Press curbs target Pretoria activists. Aim is to deny key opponents publicity and support

The South African government's tightened news media curbs are part of a wider move against pressure for black-majority rule. The restrictions, announced yesterday, are the second stage in a counteroffensive that began with the calling of a state of emergency in June. Reporting of the South African conflict will be seriously affected. For the first time, all news media - both foreign and domestic - must clear stories with the government before publication. Officials suggest, however, that foreign reporters are not the central target of South Africa's tightest-ever news media curbs.

The state of emergency, under which thousands of people have been arrested without charge, has sharply slowed the momentum of antigovernment violence that began in the fall of 1984. But other forms of protest persist - including strikes, boycotts, and the operation of alternative governmental structures like ``street committees'' and ``people's courts'' in many black areas.

It is these - and publicity or public support of them - that appear to be the key targets of the new rules. The restraints, officials say, will apply not only to the news media, but also to public statements by any individual South African.

The new restrictions replace earlier media curbs. They extend the range of issues and actions on which news coverage is deemed ``subversive'' and thus illegal. Included for the first time are all boycotts, unauthorized strikes, and ``structures purporting to be structures of local government and acting as such in an unlawful manner.''

Under the new rules, local editorial comment or other public remarks on these issues are also potentially subversive and subject to censorship. Also barred are unauthorized reports on the conditions of detention of those held under the emergency.

The text of the rules suggests they are aimed at reining in the most influential and well organized of the country's antigovernment groups and spokespersons. Among the groups most affected:

The United Democratic Front (UDF). This is the largest organization committed to replacing the present political system with a nonracial one. It includes some 850 community organizations, trade unions, and other groups nationwide and claims a membership of 2 million people, white and black. Though the UDF has been hurt by state-of-emergency bans on rallies and by the arrest of many members, its affiliates have remained active in support of boycotts and of local ``street committees.''

The End Conscription Campaign (ECC). This white group opposes military service in general and the posting of troops in black townships in particular.

The Weekly Mail. This is by far the most influential of the country's antigovernment publications. Along with several other liberal or leftist journals around the country, the Mail has managed in spite of earlier press curbs to cover the UDF, the ECC, and a variety of figures, groups, or political actions opposing the emergency. Where this has risked government reprisal, the newspaper has sometimes run blank spaces or blacked-out paragraphs to emphasize the effects of censorship.

The new rules forbid such indirect comment on media censorship, as well as widening restrictions to include major issues on which the Mail's coverage has focused.

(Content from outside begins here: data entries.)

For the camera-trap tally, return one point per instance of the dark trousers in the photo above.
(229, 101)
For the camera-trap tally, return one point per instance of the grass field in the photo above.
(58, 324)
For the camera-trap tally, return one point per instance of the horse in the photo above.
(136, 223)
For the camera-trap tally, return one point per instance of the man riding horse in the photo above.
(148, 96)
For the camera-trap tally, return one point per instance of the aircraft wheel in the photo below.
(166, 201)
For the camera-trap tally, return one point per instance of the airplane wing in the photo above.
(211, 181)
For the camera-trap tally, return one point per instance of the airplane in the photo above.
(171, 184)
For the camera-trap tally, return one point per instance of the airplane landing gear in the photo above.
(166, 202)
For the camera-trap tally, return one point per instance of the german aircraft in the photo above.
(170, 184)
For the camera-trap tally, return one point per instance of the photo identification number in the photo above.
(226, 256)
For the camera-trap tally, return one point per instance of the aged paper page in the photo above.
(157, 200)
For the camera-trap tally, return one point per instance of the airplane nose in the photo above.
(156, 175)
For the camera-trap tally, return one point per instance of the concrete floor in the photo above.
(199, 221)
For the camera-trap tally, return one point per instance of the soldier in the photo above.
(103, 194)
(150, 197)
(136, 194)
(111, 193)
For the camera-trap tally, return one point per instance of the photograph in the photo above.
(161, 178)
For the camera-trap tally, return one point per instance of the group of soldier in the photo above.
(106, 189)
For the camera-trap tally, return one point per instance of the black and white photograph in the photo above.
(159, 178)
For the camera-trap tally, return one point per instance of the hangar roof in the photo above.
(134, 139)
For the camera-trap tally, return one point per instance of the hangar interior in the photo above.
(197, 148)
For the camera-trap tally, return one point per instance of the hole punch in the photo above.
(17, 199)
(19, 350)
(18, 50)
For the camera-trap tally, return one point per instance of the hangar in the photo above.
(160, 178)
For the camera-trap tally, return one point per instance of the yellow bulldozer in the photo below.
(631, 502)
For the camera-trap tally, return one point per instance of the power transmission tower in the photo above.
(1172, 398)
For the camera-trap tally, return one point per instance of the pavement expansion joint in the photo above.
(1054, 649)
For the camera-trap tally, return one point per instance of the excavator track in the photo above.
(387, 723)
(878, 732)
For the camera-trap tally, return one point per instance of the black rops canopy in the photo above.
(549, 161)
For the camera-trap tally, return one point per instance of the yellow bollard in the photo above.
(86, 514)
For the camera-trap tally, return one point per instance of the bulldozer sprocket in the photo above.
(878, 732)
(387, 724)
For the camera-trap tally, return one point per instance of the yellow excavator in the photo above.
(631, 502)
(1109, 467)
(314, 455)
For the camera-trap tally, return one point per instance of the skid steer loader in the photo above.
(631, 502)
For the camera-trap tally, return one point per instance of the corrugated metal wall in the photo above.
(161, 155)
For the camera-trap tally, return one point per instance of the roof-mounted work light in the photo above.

In a response to the ECC, the original emergency regulations termed ``subversive'' any statement ``likely'' to ``incite the public to ... discredit or undermine the system of compulsory military service.'' The new rules tighten that definition, to cover any statement ``by which the system of compulsory military service is discredited or undermined.''

Briefing foreign reporters on the new rules, officials rejected local media charges that the aim was a full-scale banning of political dissent. Statements by opposition politicians in Parliament remain exempt from censorship, they noted. They said that the rules on media comment would not be interpreted ``restrictively'' - but ``within the ambit of the state of emergency,'' now widened to target not only violence, but also the range of other antigovernment actions listed in the new rules.

The extent to which the rules will curtail news coverage will depend largely on how the rules are implemented by the officials whose prior agreement is now needed for specific news stories, TV and radio reports. Although nominally, authorization must come from Cabinet ministers or their designated deputies, the government's Bureau of Information yesterday opened a ``media center'' at which relevant government spokesmen will vet copies of reporters' material.

The above report was passed, without change, by government censors.